Featured Web Site Section
Summer is a popular time to travel. While getting away from it all is both relaxing and enjoyable, it’s important that your regular running routine not go on vacation as well. This is particularly important for those training for fall marathons. And all runners should keep in mind that cardiovascular conditioning begins to decline when one misses just three days in a row! Check out this issue’s featured web site section, Maintaining Training When Out of Town, as it includes many helpful pointers to enhance the chances that you will maintain your running program whether traveling for business or pleasure.
Contained within the latest web site update are several very informative and interesting articles that we invite you to read. Our featured article, written by Tracey Edou, is an inspirational story relating to her Peace Corps travels to Africa. Tracey describes how her personal experiences have led to a strong desire to help families there who have been impacted by AIDS. Jacquie Berry provides an overview of training properly with a heart rate monitor.

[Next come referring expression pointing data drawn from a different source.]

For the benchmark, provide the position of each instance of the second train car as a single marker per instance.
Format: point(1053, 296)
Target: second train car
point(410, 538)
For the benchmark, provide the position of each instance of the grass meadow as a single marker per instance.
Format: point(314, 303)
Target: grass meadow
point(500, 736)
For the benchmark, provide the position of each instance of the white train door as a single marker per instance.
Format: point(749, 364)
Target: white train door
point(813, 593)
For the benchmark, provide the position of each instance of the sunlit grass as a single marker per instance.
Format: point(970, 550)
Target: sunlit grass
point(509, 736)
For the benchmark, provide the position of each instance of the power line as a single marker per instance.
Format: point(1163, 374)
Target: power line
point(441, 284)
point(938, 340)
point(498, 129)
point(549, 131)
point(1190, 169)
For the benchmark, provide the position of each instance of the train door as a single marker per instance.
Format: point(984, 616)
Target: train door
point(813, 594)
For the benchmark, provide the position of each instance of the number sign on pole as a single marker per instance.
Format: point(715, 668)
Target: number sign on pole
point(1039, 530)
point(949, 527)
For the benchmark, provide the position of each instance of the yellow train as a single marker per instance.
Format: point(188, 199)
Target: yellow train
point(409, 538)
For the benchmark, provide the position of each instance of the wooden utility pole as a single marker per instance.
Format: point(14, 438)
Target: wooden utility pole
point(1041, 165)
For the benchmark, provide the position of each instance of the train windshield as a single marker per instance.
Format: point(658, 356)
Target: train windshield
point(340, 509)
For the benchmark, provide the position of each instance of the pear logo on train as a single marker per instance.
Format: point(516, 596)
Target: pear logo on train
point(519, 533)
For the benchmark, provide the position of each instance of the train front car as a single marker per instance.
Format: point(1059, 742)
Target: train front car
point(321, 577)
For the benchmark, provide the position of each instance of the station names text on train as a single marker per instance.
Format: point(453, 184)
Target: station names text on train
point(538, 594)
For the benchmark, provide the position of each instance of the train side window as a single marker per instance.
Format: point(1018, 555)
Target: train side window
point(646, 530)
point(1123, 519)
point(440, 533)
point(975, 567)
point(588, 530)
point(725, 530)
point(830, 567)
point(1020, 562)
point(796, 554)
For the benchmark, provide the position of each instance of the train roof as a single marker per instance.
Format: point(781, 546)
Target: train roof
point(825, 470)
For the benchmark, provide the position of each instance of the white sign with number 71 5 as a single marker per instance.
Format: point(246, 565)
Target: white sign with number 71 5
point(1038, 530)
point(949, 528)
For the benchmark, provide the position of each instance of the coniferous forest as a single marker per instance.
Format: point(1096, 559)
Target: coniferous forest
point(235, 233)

In his article entitled Middle of the Road, Gregg Bibb shares how his early morning runs have benefited him physically, mentally, and psychologically. Christy Geiger provides a variety of helpful tips on how to get more time by managing your energy. Finally, check out Art Liberman’s series of articles on Training for the Cooper River Bridge Run 10K.
The featured question this issue is submitted by Sally W. of Melbourne, Australia
I have completed about 80% of my marathon training and am wondering if I should be cutting back on my heavy weight sessions that I do three times per week? I feel really heavy which is makes my running seem harder. While I’d do just about anything to feel a bit lighter, I really don’t want to lose any of my muscle mass. Prior to training for my upcoming marathon, I never had done this level of cardiovascular work. I currently run four days per week and average about 35 miles weekly. I recently did a 21-miler.
I must say that I’ve really enjoyed the mental challenge of running most of the time! Although I didn’t start marathon training to specifically lose weight, I really thought it would have helped me shed some body fat. However in the last 12 weeks, I’ve put on 3.5 pounds of which 1.5 pounds is fat weight. My body seems to be holding onto its fat stores for all its worth. I’m now totally confused with how to best fuel my body for all the training I am doing.
In a nutshell, my main aim is understand how best to eat and train while at the same time, feel lighter and less bloated. I believe that this will make my running seem easier and enable me to go the full 26.2 miles.
I’ve never felt so fat and cumbersome while doing so much exercise in all my life. Why is this happening? I am starting to feel desperate!
Thanks in advance for your assistance.
Thanks for your email and visiting my website. Your question is a very intriguing one. Since I really don't know much about your nutrition or weight training program, I will need to speculate a bit...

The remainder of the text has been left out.